The report found he used them as a highly paid "concierge service" to run errands, ferry his children, friends and staffers, and run daily security checks on his Brooklyn rental properties.
CBS2's political reporter Marcia Kramer said the report also called on the mayor to repay the city nearly $320,000 in travel expenses for cops who protected him when he ran for president.
Web Extra: Read The Report (.pdf)
What can you say about a man who ran for mayor saying he wanted to end the tale of two cities and then, once elected, seems to have adopted the kingly air of the entitled, Kramer reported.
What's stunning here is that the findings and the criticism come from one of his own commissioners.
"It's not security. It's essentially a concierge service," said DOI Commissioner Margaret Garnett.
Garnett had a biting assessment of how de Blasio and his wife, Chirlane McCray, used the highly paid, highly trained and armed detectives assigned to protect them as, essentially, Uber drivers for their children, Dante and Chiara, their guests, their staff, and their friends.
"There was a culture that treated the detail as if they were staffers in City Hall or in the mayor's office, as opposed to what their role actually is, which is to ensure the personal protection of the mayor and, if necessary, his family," Garnett said.
According to the report, detectives:
- Drove Dante de Blasio to college in New Haven
- Picked him up at train stations
- Once he graduated, drove him to work in Brooklyn every day
- Picked the mayor's brother up at the airport when he came to visit, and once drove him to Palmyra, New Jersey to pick up a Zipcar an hour and 45 minutes away
- Staffers were driven by cops on mayoral errands to pick up food and coffee
- One staffer got a ride home because "she is Jewish and needs to get home for Passover," the report said
- The head of the mayor's security detail, Inspector Howard Redmond, ordered a detective to drive a female staffer to her Brooklyn apartment after Redmond spent three hours in a bar with her
The report also found that cops were assigned to do daily security checks on the two rental properties de Blasio owns in Park Slope.
"Just like it wouldn't be appropriate for the Secret Service to be checking on the Trump condos on the West Side when he was president, it's not appropriate use of security detail resources to have them checking on his personal property," Garnett said.
Even more damning, the report slammed Redmond for trying to obstruct the investigation.
"[He] deliberately sought to destroy his NYPD-issued phone after he was informed that he must surrender it for production to DOI," Garnett said. "Misled the NYPD's own lawyers about his compliance with the production command, and deleted all communications from both his City Hall and NYPD phones."
The mayor slammed the report, saying the NYPD should make security decisions for him and his family, not civilian DOI investigators.
"DOI chose not to ask the very people who were in charge why decisions were made, why things were done to protect me, my family and others they protect. To me, that omission is just plain unprofessional and unfair and inaccurate," de Blasio said.

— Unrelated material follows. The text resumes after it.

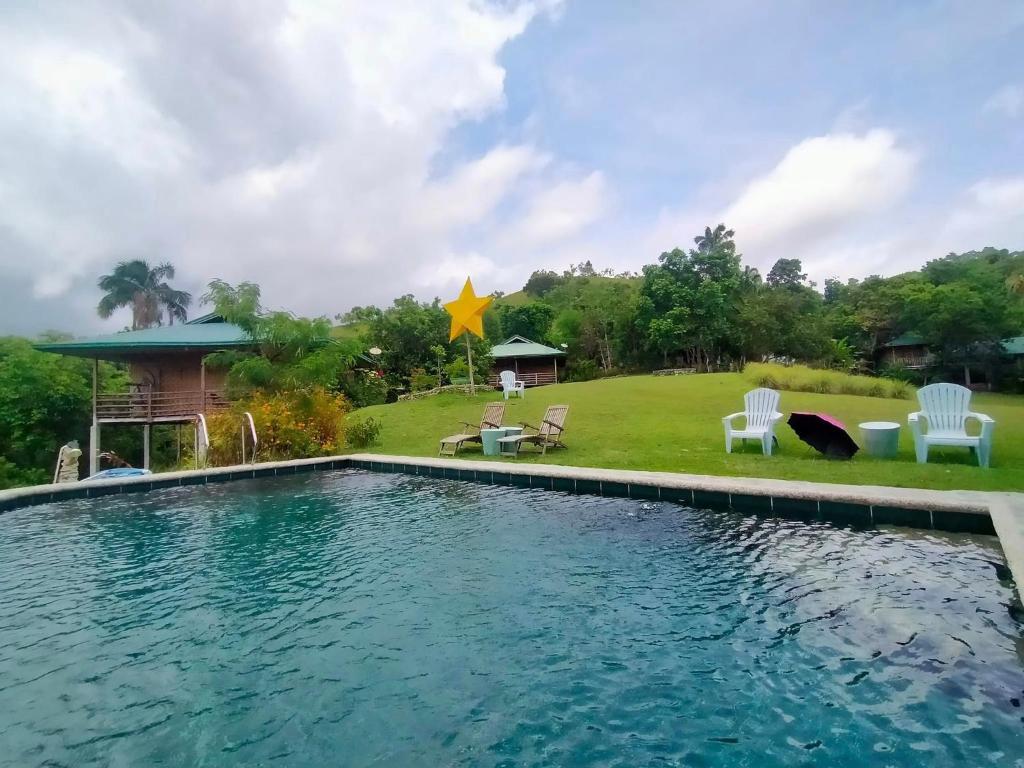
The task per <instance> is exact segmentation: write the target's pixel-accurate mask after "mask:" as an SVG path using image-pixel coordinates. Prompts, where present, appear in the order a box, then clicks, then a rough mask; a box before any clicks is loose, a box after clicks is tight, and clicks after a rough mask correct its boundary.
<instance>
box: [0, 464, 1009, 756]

The DOI commissioner fired back.
"Frankly, for the mayor, who is the head of every city agency, to question DOI's professionalism and integrity really undermines every other investigation we have going right now or in the future," Garnett said.
NYPD Deputy Commissioner of Intelligence and Counterintelligence John Miller defended the chauffeured rides and other actions because of threats to the de Blasios.
"Three hundred and eight separate threats, 33 of those have specifically referenced his family within the threat. Eleven of those against the first lady of New York City, and 14 of those have been against the mayor's children," Miller said.
Miller said another threat came from a man charged with killing a major mafioso.
"In 2019, an individual was challenged by security at Gracie Mansion for acting suspiciously on the perimeter and he stated to them he was there to conduct a citizen's arrest," Miller said.
Miller told CBS2 that was a reference to Anthony Commello, accused of killing Gambino crime boss Frank Cali three weeks after the Gracie Mansion incident.
There are several things to note. First, the mayor is contesting the need to repay the city for the travel and meal expenses racked up by cops on his presidential campaign. Second, the DOI referred the obstruction case against the head of his security detail to the Manhattan DA.
"I've worked with him for eight years. I found him to be an incredibly devoted public servant, a person of real integrity," de Blasio said of Redmond.
Miller also praised Redmond, but said the NYPD would cooperate with the obstruction investigation.